In summary, we found that the patient developed an antigen-specific, neutralizing antibody response during his primary SARS-CoV-2 infection; that this neutralizing antibody response likely developed into a long-lived plasma cell population; and that it was insufficient to provide protection against reinfections with a novel lineage of SARS-CoV-2 that bore no evidence of viral immune evasion.
Discussion
We have described a case of symptomatic SARS-CoV-2 reinfection in a solid organ transplant recipient and profiled the unique immunological dysfunctions present during both initial SARS-CoV-2 infection and reinfection. Through extensive clinical investigation and phylogenetic analysis of virus sequences, we confirmed that the patient was reinfected with a genetically distinct lineage of SARS-CoV-2, which was neither the result of persistent infection nor the result of infection by an antigenically distinct SARS-CoV-2 variant. Accordingly, we investigated the potential mechanistic causes of this patient’s multiple SARS-CoV-2 infections by performing longitudinal immunologic profiling during both initial SARS-CoV-2 infection and reinfection.

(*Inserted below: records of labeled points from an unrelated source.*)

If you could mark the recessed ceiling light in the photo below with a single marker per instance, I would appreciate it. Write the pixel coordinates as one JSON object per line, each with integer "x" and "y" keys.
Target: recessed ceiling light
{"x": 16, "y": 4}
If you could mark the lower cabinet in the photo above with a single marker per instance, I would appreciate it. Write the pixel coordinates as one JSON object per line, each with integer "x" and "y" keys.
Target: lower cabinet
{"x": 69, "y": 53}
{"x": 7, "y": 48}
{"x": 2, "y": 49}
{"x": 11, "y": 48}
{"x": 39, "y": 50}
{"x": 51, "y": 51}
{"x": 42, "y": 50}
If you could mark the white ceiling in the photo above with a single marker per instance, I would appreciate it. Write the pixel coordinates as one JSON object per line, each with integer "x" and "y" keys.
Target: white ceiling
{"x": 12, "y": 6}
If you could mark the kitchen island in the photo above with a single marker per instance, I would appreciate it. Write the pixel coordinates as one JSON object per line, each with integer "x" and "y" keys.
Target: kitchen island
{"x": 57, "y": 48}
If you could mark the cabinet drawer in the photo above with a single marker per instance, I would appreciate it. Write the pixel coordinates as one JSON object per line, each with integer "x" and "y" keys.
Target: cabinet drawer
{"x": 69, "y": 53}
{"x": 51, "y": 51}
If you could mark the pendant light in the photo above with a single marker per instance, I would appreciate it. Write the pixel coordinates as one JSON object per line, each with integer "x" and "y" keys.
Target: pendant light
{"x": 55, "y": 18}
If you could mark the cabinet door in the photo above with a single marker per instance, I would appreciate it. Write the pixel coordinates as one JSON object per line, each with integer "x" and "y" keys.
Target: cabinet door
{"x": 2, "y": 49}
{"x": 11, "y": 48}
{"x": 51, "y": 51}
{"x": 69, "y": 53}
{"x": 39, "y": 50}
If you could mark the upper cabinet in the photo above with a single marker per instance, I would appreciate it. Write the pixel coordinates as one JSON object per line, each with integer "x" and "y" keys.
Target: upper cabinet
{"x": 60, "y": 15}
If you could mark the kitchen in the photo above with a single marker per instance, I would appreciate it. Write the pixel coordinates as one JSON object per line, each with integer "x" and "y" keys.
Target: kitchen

Multiple recent longitudinal studies have shown that the majority of COVID-19 patients, even those with mild or asymptomatic infection, develop long-lasting SARS-CoV-2 specific cellular and humoral adaptive immunity for as long as 8 months37. In contrast, a series of case reports and this manuscript report that SARS-CoV-2 reinfections can occur between 48 and 236 days from initial infection (Extended Data Table 1). The discrepancy between frequent, durable protective immune responses generated during most SARS-CoV-2 infections and rare cases of reported reinfection by antigenically similar variants is currently unexplained. While the protective capacity of humoral responses against SARS-CoV-2 infection is apparent, large variability in magnitude of responses between patients has been shown in multiple longitudinal studies. The underlying immunologic correlates of this variability, and ultimately what is required to develop strong humoral responses, have not been fully elucidated.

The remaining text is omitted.